The FSS suffered damage to its reputation following the failure to recover blood stains from a shoe in the murder of Damilola Taylor. Further damage occurred when the FSS failed to use the most up-to-date techniques for extracting DNA samples in cases between 2000 and 2005. This led the Association of Chief Police Officers (ACPO) to advise all police forces in England and Wales to review cases where samples had failed to give a DNA profile.

===Technologies===
The FSS's innovative and highly sensitive DNA profiling technique called LCN (low copy number) was used in convicting Antoni Imiela (the M25 rapist) and Ronald Castree (for the murder of Lesley Molseed in 1975), but was questioned during the 2007 trial of a suspect in the Omagh bombing. However, a review by the CPS found that "the CPS has not seen anything to suggest that any current problems exist with LCN. Accordingly we conclude that LCN DNA analysis provided by the FSS should remain available as potentially admissible evidence". In addition, other Police Forces around the world are reviewing cases where LCN DNA profiling resulted in the successful prosecution of suspects.
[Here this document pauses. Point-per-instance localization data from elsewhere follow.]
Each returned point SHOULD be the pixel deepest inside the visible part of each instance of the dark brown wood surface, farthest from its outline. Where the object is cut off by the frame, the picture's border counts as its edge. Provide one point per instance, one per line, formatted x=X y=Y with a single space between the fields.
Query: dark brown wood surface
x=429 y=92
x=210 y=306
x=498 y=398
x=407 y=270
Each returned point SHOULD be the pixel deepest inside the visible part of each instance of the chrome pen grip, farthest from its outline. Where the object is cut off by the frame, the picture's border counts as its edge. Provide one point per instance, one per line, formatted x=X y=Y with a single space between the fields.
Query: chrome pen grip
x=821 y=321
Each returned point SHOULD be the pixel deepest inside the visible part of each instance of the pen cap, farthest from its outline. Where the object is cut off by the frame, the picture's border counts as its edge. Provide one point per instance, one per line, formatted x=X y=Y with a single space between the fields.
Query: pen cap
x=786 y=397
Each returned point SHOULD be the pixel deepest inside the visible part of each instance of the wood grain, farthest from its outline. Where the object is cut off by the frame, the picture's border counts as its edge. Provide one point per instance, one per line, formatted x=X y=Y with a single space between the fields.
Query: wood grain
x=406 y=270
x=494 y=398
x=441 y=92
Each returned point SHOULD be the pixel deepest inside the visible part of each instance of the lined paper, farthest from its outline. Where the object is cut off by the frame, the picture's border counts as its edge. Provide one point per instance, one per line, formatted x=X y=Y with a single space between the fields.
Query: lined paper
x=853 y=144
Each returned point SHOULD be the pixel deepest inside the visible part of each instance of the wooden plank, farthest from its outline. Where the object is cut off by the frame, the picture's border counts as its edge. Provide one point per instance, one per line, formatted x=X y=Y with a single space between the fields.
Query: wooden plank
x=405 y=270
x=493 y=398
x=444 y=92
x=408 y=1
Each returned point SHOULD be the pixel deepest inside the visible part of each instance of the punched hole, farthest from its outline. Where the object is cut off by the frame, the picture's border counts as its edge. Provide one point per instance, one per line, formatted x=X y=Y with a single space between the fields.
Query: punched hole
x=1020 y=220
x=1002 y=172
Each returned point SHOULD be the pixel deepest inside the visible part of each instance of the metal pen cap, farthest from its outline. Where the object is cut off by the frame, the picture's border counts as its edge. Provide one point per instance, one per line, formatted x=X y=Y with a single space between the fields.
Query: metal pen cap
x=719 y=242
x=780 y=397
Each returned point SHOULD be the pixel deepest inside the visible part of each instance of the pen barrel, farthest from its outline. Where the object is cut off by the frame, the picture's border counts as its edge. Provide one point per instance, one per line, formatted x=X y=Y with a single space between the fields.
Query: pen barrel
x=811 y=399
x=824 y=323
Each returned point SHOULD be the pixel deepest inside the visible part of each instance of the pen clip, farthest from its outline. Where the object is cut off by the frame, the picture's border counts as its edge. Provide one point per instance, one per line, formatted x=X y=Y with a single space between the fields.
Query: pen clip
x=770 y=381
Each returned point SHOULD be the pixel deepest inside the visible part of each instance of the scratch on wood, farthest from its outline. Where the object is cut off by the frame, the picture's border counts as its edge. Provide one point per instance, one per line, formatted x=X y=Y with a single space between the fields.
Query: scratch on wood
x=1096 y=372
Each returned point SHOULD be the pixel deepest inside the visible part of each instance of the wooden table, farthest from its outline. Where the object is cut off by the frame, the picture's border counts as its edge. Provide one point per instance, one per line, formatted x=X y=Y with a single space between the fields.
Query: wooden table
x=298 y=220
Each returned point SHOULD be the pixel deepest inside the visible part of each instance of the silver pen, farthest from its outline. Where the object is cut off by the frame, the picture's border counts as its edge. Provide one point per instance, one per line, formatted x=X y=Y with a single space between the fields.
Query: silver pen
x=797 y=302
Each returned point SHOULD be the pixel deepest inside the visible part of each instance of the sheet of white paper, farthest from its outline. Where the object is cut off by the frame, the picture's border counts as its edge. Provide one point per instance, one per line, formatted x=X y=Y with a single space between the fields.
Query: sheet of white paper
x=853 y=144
Included in this are several high-profile international cases including the murder of Swedish Foreign Minister Anna Lindh by Mijailo Mijailovic and in Australia, the murder of a backpacker Peter Falconio by Bradley John Murdoch and trial of Bradley Robert Edwards for the Claremont serial killings.

In later years the FSS drew on internal expertise and key international experts to become a pioneer in forensic software and technology, notably DNA interpretation, databasing, and electronic forensics.